Shown in the picture accompanying this text are, from left, the polished aluminum Linear Piece (1967), another Linear Piece (1967), this one its aluminum ends dipped in pigmented, waxy-looking silicone rubber, and the Joanne Duffy Piece (1968) of corrugated tin sheeting and round fluorescent fixtures (named after a friend). The prices are $125,000, $45,000 and $350,000, respectively, with some red dots in evidence.

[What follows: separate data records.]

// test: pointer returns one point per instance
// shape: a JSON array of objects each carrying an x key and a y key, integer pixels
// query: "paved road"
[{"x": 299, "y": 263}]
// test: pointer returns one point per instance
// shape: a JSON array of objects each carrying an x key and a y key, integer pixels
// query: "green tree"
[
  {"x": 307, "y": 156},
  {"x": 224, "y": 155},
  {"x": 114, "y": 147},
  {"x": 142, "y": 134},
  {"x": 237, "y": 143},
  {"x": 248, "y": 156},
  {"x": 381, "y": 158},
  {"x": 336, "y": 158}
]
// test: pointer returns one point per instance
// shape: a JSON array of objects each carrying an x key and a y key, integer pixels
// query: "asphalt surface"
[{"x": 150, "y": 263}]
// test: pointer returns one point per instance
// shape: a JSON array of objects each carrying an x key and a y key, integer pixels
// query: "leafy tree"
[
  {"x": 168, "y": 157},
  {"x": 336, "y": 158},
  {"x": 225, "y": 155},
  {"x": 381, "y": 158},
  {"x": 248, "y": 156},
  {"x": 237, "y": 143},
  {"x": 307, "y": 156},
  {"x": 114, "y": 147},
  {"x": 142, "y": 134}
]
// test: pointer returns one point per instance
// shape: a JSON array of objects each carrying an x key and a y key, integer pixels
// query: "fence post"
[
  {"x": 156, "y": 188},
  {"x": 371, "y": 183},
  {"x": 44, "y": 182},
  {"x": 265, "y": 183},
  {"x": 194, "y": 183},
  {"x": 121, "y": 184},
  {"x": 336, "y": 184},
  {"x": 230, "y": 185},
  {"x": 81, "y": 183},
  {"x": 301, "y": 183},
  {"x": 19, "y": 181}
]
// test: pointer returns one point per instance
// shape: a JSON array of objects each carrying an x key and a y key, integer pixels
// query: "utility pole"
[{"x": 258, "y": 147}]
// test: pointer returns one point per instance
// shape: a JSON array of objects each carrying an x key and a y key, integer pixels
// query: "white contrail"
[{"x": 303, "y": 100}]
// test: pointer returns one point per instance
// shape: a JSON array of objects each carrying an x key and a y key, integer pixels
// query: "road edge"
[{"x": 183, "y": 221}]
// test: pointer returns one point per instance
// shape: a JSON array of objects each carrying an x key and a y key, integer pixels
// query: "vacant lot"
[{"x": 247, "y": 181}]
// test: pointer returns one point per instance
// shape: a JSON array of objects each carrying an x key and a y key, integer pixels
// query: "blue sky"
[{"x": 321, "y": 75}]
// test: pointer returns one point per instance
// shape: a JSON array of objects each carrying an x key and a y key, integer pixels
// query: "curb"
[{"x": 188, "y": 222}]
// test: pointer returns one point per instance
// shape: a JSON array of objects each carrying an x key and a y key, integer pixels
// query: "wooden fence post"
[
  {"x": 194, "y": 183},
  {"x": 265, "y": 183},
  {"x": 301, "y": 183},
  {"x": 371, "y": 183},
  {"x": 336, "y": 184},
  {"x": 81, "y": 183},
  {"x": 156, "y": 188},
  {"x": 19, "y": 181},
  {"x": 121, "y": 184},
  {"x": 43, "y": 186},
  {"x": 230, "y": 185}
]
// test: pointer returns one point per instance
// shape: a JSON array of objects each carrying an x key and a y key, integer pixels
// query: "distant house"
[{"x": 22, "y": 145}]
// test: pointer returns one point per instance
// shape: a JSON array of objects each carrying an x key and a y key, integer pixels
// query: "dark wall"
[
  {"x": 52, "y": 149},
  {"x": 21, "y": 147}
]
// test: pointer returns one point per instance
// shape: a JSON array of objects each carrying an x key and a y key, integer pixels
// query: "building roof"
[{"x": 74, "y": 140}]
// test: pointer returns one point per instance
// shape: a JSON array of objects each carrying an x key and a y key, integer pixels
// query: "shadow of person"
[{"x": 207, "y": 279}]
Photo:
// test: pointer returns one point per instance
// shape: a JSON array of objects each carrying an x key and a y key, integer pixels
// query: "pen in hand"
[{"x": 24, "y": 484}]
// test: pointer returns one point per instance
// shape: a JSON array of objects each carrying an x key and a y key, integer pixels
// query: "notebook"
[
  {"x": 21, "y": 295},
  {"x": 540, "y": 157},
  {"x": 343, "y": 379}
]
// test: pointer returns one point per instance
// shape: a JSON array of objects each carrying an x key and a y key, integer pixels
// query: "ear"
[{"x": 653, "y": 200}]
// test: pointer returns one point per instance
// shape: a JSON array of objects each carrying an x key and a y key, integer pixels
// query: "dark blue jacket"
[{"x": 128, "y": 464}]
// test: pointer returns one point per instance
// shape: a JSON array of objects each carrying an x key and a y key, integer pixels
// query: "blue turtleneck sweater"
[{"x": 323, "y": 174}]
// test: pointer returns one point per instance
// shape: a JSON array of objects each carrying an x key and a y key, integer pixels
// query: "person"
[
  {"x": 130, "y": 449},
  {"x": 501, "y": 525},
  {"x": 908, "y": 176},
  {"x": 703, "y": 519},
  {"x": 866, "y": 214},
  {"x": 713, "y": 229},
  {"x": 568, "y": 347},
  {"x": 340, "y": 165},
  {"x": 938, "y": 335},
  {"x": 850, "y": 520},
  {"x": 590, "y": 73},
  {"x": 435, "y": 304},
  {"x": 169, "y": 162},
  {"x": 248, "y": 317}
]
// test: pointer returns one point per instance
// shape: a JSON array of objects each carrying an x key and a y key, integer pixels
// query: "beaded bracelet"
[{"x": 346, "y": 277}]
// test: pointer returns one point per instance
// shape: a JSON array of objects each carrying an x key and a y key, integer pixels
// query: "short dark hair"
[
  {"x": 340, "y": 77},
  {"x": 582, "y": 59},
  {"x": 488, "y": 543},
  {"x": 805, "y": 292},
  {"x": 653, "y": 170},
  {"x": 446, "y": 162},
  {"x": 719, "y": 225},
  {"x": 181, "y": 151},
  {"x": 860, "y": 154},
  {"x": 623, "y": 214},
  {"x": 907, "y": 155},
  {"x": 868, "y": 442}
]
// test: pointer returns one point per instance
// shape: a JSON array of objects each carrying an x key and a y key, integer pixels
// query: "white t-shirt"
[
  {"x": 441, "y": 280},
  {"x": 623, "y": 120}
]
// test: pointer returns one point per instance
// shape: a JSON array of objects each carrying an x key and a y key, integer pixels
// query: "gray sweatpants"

For those who would delve into the secrets of all this, the tome is Postminimalism, a book written by Robert Pincus-Witten back in 1977, before he became an art dealer, and published by critic Richard Milazzo's Out of London Press. "It's on back order on Amazon," volunteered the young lady at the desk.

*          *        *
Adam Dant made a name for himself in London a couple of years with Donald Parsnips' Daily Journal, a handmade, 4 x 6 inch comic book that combined odd cartoons with slogans like "Beware, wild horses will try and keep you away from things you don't want to go to," and lists like "Why you shouldn't paint" (3. It involves the use of paint. 4. People will only buy the results). Now, the 34-year-old artist is having his first U.S. solo show at Adam Baumgold Gallery on East 79th Street, titled "Your Tomorrow Better (Call Now)."

Dant's large and elaborate drawings often involve protagonists in clown makeup or people who have casts on their limbs. "Minor everyday accidents," the artist explains, reveal "the objects of contemporary life as comic props imbued with a malicious life of their own." Smaller, single-image works are $1,800; the mural-sized title work of the show, composed of 300 interconnected drawing0s, is $12,500.

*          *        *
Richard Serra has a role in the new Matthew Barney Cremaster 3 film. He throws Vaseline on the side of the Guggenheim Museum and sits in a dentist chair for a fitting of chrome choppers... Principal of new gallery Rivington Arts that opened last week on the Lower East Side's famed Rivington Street is Mirabella Marden, daughter of painters Brice and Helen...

Willoughby Sharp premieres the video footage he shot 30 years ago at first U.S. performance of Joseph Beuys at Rene Block Gallery in SoHo, in which German art legend spent three weeks in a caged-off space with a coyote. The show is at a bar on West 24th Street called Eugene on Jan. 25...

Mrs. Marilyn Minter, making the Emily Cheng opening at Winston Wächter Mayer Fine Art on East 78th Street, sporting a new wedding band and firestone engagement ring -- tattooed on her finger. Marriage was in Rome, honeymoon in Venice... Butterfields auction house, the eBay subsidiary with offices in San Francisco and Los Angeles, is rumored to have laid off 40 staffers in its L.A. office last week -- only seven remain there.

Larry Rivers, who has left his storied 14th Street loft for good (for East Hampton and Miami), slated for retrospective at the Corcoran Gallery this May... Hot young painter Jay Davis is now repped by Mary Boone along with Stefan Stux... Old Master dealer Otto Naumann showed off his new $40-million Rembrandt, a portrait of Saskia posing as Minerva that last appeared in public at auction in Paris in 1976, at his 80th Street gallery during a special Jan. 22 opening for Old Master Week in New York.


WALTER ROBINSON is editor of Artnet Magazine.